Délaissé
par mes parents, je lisais ce qui était à portée de main, à mon gré,
sans modèle et avec la certitude trouble d’être
maintenu dans des rapports faussés. Personne, alors que je
grandissais et que j’étais curieux (et avide de connaissances), ne me
transmettait une conception du monde autre que bourgeoise,
allemande et chrétienne. Personne ne me donna à lire de littérature
slave, personne ne me parla des religions du monde. L’école réduisait
tout savoir à des données. Le cours de religion (prières
debout) édictait une foi imposée et ordinaire, critiques et doutes
n’y étant pas souhaités Le protestantisme était un bocal à poissons
rouges dans lequel nageait, bien visible, un dévot petit
poisson. La religion était la morale et l’histoire un nouveau tabou
dont la conscience égratignée se laissait détourner. Rien n’était
suggéré, critiqué, recommandé, nulle controverse
n’interrompait la bonne parole. Ma mère, une dame de l’élite
intellectuelle. Sa chrétienté excrétait tout autre vision du monde, le
socialisme en tant que pratique et théorie, le fascisme comme
phénomène européen. Je ne sus rien de la psychanalyse. Je ne
découvris le pot aux roses que plus tard : ma mère ne savait rien, ne
voulait rien savoir, cela ne l’intéressait pas. Le
bouddhisme n’était rien, l’islam – rien ; l’opposition – rien ; la
Résistance – rien ; l’émigration, l’exil – presque rien, nous n’avions
pas de contacts avec ces cercles. Un
orgueil sans pareil imposait que les enfants vivent dans la
meilleure de toutes les visions du monde. La politique comme pratique,
l’Histoire comme théorie étaient au mieux effleurées pendant les
conversations, apportées par des gens qui disparaissaient ensuite,
leur savoir explosif titillait mon cerveau. La conversation (qui
fonctionnait en vase clos) ne retenait ni information ni fait.

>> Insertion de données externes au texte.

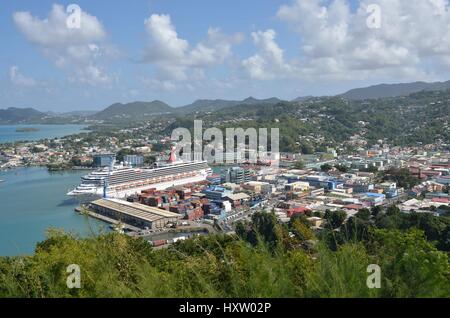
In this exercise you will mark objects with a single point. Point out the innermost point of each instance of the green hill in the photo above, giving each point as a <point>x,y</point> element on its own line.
<point>133,111</point>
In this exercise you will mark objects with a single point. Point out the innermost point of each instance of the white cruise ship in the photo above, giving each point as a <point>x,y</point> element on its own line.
<point>121,181</point>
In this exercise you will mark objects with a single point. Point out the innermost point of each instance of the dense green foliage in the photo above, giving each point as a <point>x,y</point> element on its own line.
<point>265,259</point>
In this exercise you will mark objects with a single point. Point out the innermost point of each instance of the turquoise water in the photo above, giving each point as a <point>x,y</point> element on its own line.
<point>33,200</point>
<point>8,133</point>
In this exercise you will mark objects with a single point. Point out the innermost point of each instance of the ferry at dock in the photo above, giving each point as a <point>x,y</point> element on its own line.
<point>119,181</point>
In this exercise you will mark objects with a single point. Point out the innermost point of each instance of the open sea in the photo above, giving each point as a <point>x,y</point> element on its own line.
<point>8,133</point>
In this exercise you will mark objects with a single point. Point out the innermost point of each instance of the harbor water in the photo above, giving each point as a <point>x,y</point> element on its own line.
<point>12,133</point>
<point>33,200</point>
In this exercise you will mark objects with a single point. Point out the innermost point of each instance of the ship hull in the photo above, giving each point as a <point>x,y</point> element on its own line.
<point>120,194</point>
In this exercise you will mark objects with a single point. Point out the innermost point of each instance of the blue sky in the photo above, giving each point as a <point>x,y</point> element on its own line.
<point>179,51</point>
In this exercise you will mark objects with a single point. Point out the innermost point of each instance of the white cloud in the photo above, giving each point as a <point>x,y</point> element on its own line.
<point>268,62</point>
<point>336,42</point>
<point>172,55</point>
<point>17,78</point>
<point>76,50</point>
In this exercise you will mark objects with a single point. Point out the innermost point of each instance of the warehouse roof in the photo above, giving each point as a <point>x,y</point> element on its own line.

La communication involontaire ou consciente, la proposition
exaltante, l’intelligente et sulfureuse incitation au savoir, n’avaient
pour ma mère pas une once de valeur. Dans sa chambre, il y
avait des livres français, je les dérobais pour mon antre secret.
Elle ne voulait rien recommander de ce qu’elle lisait. Elle laissait son
fils seul avec sa soif de savoir.
Je
devins un autodidacte idéologique ; déterrai les visions du monde les
plus étranges ; trébuchai à travers époques
et histoires du monde, constitutions, paragraphes, philosophies ;
fouillai les écrits amassés par le hasard. Thoreau, Bakounine, Herzen –
qui étaient-ils. Elle connaissait Heidegger, LECTURE
INDISPENSABLE, je dévorais ses phrases vertigineuses. Aucun
pense-bête ne m’était donné, elle semblait certaine d’une chose : je
n’étais pas mûr pour ça. Je semblais assez mûr pour Albert
Schweitzer. La qualité de l’enseignement de l’école n’était pas mise
en doute, on devait apprendre et se contenter de réponses. Elle
trouvait ma soif de connaissance ORIGINALE. De ses réponses,
je ne retirai rien de concret.
Chistoph Meckel, Portrait-robot. Ma mère, Quidam 2011, p. 75-76.
Portrait-robot. Ma mère est l’autre versant de Portrait-robot. Mon père .
L’auteur a toujours souhaité voir réunis tête-bêche ces deux
textes, Quidam l’a fait ; il le fallait – même en Allemagne ce n’est
pas encore le cas (les deux textes, pour d’évidentes et humaines
raisons, y sont parus à vingt ans d’intervalle).